To add something ,Suppose consider a group $\rm{G}$ which is defined as $\rm{G=M/N}$ (Quotient Group),then my Question is can we comment the Cardinality(whether finite or not) of the group $\rm{G}$ by knowing that $\rm{M,N}$ are finite.
This Question has a good implication.
This question was actually a result of my analysis of Tate-shafarevich group. We know by the Mordell-Weil Theorem that $E(\mathbb{Q})/\rm{2}E(\mathbb{Q})$ is finite(which is phrased as Weak Mordell-Weil Theorem).
And also we know that "Selmer Group which is defined as the principal homogeneous spaces that $K_v$-rational points for all places $v$ of $K$ is finite .
But I understood that
$Ш(E/\mathbb{Q})=[\rm{Sel}(E/\mathbb{Q})/(E(\mathbb{Q})/\rm{2}E(\mathbb{Q})]$ * And the Finiteness of Tate-Shafarevich Group is an Open question , So we know that as Selmer Group and $E(\mathbb{Q})/\rm{2}E(\mathbb{Q})$ are finite ,So can we comment about the finiteness of $Ш(E/\mathbb{Q})$?
Like some one told that
If $G=M/N$ and $M$ is finite, then $G$ must be finite: quotient of a finite group is necessarily finite.

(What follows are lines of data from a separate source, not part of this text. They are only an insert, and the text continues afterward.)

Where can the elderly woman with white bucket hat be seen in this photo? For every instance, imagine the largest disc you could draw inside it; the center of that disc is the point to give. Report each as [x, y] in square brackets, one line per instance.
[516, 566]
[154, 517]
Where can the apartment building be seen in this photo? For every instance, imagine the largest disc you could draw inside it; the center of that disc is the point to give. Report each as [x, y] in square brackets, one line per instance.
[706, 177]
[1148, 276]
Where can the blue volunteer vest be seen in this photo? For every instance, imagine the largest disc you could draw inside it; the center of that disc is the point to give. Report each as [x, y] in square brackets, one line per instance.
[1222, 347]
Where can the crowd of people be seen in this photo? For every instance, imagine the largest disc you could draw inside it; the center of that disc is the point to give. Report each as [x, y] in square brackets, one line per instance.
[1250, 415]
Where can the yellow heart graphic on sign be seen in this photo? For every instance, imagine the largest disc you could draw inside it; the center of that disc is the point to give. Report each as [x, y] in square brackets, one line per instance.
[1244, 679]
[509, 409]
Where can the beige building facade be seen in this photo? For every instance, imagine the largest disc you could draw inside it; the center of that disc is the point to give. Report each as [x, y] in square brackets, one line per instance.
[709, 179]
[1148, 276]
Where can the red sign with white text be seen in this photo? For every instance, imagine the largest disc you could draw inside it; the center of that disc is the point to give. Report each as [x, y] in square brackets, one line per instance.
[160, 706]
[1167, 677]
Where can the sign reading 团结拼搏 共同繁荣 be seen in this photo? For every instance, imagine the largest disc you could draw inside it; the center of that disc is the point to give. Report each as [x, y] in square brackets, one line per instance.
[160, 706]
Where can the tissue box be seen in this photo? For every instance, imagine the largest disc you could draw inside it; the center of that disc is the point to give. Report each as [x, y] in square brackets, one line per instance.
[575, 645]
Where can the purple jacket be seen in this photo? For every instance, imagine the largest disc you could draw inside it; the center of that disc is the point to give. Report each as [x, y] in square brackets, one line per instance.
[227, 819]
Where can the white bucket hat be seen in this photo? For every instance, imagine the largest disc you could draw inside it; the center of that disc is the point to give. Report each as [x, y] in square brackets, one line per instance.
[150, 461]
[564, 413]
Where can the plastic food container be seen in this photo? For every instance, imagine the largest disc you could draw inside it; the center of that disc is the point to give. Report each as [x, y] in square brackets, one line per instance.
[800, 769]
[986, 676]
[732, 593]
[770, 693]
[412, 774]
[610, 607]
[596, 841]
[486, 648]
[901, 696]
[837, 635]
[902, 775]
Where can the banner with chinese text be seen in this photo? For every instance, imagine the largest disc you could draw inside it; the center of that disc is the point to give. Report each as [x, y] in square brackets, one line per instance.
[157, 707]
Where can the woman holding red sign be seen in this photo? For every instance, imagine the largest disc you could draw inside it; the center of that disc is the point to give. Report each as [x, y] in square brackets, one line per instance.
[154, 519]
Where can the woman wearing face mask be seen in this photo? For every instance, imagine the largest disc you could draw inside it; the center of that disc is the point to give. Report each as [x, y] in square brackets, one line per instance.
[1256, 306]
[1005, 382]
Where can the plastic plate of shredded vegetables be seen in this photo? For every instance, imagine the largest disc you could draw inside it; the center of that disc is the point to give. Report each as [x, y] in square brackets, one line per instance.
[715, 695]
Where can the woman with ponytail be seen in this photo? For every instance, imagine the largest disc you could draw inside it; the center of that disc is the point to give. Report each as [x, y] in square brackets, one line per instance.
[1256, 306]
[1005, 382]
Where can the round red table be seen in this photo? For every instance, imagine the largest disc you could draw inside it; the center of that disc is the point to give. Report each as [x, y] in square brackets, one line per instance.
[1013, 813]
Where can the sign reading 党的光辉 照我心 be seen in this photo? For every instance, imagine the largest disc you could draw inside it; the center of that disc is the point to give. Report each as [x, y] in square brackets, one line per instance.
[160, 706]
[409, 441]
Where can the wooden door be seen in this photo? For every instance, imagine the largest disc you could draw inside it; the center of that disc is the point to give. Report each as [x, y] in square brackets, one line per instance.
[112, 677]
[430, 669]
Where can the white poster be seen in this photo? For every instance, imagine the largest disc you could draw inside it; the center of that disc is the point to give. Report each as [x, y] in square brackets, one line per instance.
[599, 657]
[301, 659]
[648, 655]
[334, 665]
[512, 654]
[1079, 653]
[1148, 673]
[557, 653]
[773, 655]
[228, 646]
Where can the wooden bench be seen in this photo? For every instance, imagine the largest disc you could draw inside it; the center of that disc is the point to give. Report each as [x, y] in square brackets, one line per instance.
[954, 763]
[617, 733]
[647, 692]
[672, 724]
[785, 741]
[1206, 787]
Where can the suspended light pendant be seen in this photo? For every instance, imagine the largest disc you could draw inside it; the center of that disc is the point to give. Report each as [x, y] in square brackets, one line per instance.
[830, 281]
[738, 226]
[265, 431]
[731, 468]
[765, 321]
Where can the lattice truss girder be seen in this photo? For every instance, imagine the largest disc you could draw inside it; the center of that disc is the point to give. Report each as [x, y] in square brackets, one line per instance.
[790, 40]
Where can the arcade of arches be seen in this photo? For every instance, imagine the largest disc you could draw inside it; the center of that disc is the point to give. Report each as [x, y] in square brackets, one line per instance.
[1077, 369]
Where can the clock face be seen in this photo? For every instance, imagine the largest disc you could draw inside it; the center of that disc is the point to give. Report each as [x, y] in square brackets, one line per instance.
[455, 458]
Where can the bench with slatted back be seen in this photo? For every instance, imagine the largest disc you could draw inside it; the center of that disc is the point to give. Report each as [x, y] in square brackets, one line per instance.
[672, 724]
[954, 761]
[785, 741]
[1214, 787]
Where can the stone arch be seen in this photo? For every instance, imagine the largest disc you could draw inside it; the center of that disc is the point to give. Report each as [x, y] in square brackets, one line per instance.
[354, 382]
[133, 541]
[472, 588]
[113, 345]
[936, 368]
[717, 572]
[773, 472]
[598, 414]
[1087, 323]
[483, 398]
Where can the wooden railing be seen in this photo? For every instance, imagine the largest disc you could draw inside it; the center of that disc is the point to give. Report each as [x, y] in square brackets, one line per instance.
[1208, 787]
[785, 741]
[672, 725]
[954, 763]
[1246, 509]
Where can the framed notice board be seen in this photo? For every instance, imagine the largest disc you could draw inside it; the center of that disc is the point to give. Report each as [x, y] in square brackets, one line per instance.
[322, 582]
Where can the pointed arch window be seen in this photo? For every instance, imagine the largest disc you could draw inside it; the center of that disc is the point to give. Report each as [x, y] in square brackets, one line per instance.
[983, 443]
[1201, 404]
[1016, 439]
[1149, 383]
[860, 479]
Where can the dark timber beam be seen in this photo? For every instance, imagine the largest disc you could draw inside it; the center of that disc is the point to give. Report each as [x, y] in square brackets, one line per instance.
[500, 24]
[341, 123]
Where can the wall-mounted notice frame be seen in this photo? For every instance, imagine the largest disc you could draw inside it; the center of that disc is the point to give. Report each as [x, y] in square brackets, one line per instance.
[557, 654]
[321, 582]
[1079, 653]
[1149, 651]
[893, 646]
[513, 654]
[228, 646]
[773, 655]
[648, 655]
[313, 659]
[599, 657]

But according to that ,it will imply that the Group $Ш(E/\mathbb{Q})$ will be finite,as Selmer and $E(\mathbb{Q})/\rm{2}E(\mathbb{Q})$ are finite,which solves the problem in determining the finiteness of Tate-Shafarevich Group.But i think that this is not the case,as its an Age-old problem,and it doesnt turn out to be so simple
*:That expression of Tate-Shafarevich Group was a result of my thinking ,and i fear that it may not be true,as no one neither in Stack exchange nor in Mathoverflow helped me in knowing what is $Ш(E/\mathbb{Q})$.
Note:Anyone putting downvotes are humbly requested to post the reason,which helps in fixing my errors and moulding me,
Thanks everyone, Cordially, Iyengar.
For any group $G$, if $M$ is a group, $N$ is a subgroup of $M$, and $G\cong M/N$, then $|G||N| = |M|$ in the sense of cardinality.
This because the underlying set of $G$ is the set of equivalence classes of $M$ modulo $N$. These equivalence classes partition $M$, so if $\{m_i\}_{i\in I}$ are a complete set of coset representatives for $N$ in $M$, then $$|M| = \left|\bigcup_{i\in I}m_iN\right| = \sum_{i\in I}|m_iN| = \sum_{i\in I}|N| = |I||N|,$$ the next-to-last equality because $mN$ is bijectable with $N$ for every $m\in M$. Since the number of equivalence classes is $I$, $|G|=|I|$, so we get $|G||N|=|M|$.
In particular, if $M$ is finite, then necessarily $G$ is finite.
Are you sure this is really what you wanted to ask?